In [29]:
import numpy as np
import pandas as pd

import warnings
warnings.simplefilter('ignore')

from sklearn.ensemble import RandomForestRegressor

import os
print(os.listdir("../Final/dataset"))

['data_clean(2).csv', 'data_clean(re).csv', 'data_clean.csv', 'subjects_data.csv', 'dbworld_bodies.mat', '.ipynb_checkpoints', 'r2_Finetune_train.csv', 'Finetune_train.csv', 'Finetune_test.csv', 'train_V2.csv', 'n_estimators5.csv', 'r2_Finetune_test.csv', 'dbworld_subjects.mat']


### Memorry Saving

In [2]:
#reference:https://www.kaggle.com/gemartin/load-data-reduce-memory-usage
def reduce_mem_usage(df):
    """ iterate through all the columns of a dataframe and modify the data type
        to reduce memory usage.        
    """

    for col in df.columns:
        col_type = df[col].dtype
        
        if col_type != object:
            c_min = df[col].min()
            c_max = df[col].max()
            if str(col_type)[:3] == 'int':
                if c_min > np.iinfo(np.int8).min and c_max < np.iinfo(np.int8).max:
                    df[col] = df[col].astype(np.int8)
                elif c_min > np.iinfo(np.int16).min and c_max < np.iinfo(np.int16).max:
                    df[col] = df[col].astype(np.int16)
                elif c_min > np.iinfo(np.int32).min and c_max < np.iinfo(np.int32).max:
                    df[col] = df[col].astype(np.int32)
                elif c_min > np.iinfo(np.int64).min and c_max < np.iinfo(np.int64).max:
                    df[col] = df[col].astype(np.int64)  
            else:
                if c_min > np.finfo(np.float16).min and c_max < np.finfo(np.float16).max:
                    df[col] = df[col].astype(np.float16)
                elif c_min > np.finfo(np.float32).min and c_max < np.finfo(np.float32).max:
                    df[col] = df[col].astype(np.float32)
                else:
                    df[col] = df[col].astype(np.float64)
    return df

### Load Data

In [3]:
df_multi = pd.read_csv('../Final/dataset/data_clean(2).csv', index_col='Id')
df_multi.shape

(4403464, 34)

In [4]:
df_multi = df_multi.loc[df_multi['matchType'].isin(['solo','solo-fpp','duo','duo-fpp','squad','squad-fpp'])]

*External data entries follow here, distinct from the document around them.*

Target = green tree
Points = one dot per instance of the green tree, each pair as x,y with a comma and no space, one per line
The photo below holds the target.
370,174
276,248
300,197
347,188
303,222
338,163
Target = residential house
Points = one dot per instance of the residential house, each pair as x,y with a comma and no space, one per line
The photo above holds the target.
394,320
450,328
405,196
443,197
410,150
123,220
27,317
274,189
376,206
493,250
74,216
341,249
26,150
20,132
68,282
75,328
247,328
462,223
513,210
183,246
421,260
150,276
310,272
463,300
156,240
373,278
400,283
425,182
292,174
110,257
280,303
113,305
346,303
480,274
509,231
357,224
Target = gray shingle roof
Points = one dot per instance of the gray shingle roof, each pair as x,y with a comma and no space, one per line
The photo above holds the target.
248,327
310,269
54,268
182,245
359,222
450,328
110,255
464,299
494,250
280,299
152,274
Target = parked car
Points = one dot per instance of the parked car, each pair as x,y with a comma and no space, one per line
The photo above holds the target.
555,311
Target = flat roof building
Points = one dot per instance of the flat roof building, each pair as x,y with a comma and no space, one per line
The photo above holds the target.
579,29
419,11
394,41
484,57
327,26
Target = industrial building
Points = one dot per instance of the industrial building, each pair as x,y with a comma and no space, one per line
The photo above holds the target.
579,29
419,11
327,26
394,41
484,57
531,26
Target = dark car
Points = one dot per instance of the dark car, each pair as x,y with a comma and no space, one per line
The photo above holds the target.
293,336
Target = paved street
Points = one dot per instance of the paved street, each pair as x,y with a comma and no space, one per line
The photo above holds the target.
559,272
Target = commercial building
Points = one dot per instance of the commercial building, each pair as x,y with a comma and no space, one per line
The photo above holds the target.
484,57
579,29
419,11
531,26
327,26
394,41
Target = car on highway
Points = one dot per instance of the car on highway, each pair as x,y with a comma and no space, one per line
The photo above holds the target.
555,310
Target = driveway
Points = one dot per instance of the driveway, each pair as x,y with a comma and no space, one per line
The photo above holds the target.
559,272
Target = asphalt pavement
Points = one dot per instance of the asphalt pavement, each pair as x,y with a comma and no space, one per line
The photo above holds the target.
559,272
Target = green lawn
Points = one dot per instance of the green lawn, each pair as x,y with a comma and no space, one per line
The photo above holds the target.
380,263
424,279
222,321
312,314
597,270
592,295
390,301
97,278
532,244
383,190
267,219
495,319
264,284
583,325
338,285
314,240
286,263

### Drop features with low correlation

In [5]:
df_multi.drop(['kills','damageDealt','killPoints','matchDuration','maxPlace','numGroups','rankPoints','roadKills',\
              'teamKills','winPoints'], axis=1, inplace=True)

In [10]:
df_multi.drop('abnormal_numGroups',axis=1, inplace=True)

In [11]:
df_multi.head().T

Id,7f96b2f878858a,eef90569b9d03c,1eaf90ac73de72,4616d365dd2853,315c96c26c9aac
Unnamed: 0,0,1,2,3,4
groupId,4d4b580de459be,684d5656442f9e,6a4a42c3245a74,a930a9c79cd721,de04010b3458dd
matchId,a10357fd1a4a91,aeb375fc57110c,110163d8bb94ae,f1f1f4ef412d7e,6dc8ff871e21e6
assists,0,0,1,0,0
boosts,0,0,0,0,0
DBNOs,0,0,0,0,0
headshotKills,0,0,0,0,0
heals,0,0,0,0,0
killPlace,60,57,47,75,45
killStreaks,0,0,0,0,1


In [12]:
df_multi = reduce_mem_usage(df_multi)

In [8]:
df_multi = df_multi.dropna()

In [13]:
df_multi.shape

(4403464, 23)

### Split data into train and test

In [14]:
train_multi = df_multi.sample(frac=0.8,random_state=200,axis = 0)
test_multi = df_multi.drop(train_multi.index)

print ("train_multi: " + format(train_multi.shape))
print ("test_multi: " + format(test_multi.shape))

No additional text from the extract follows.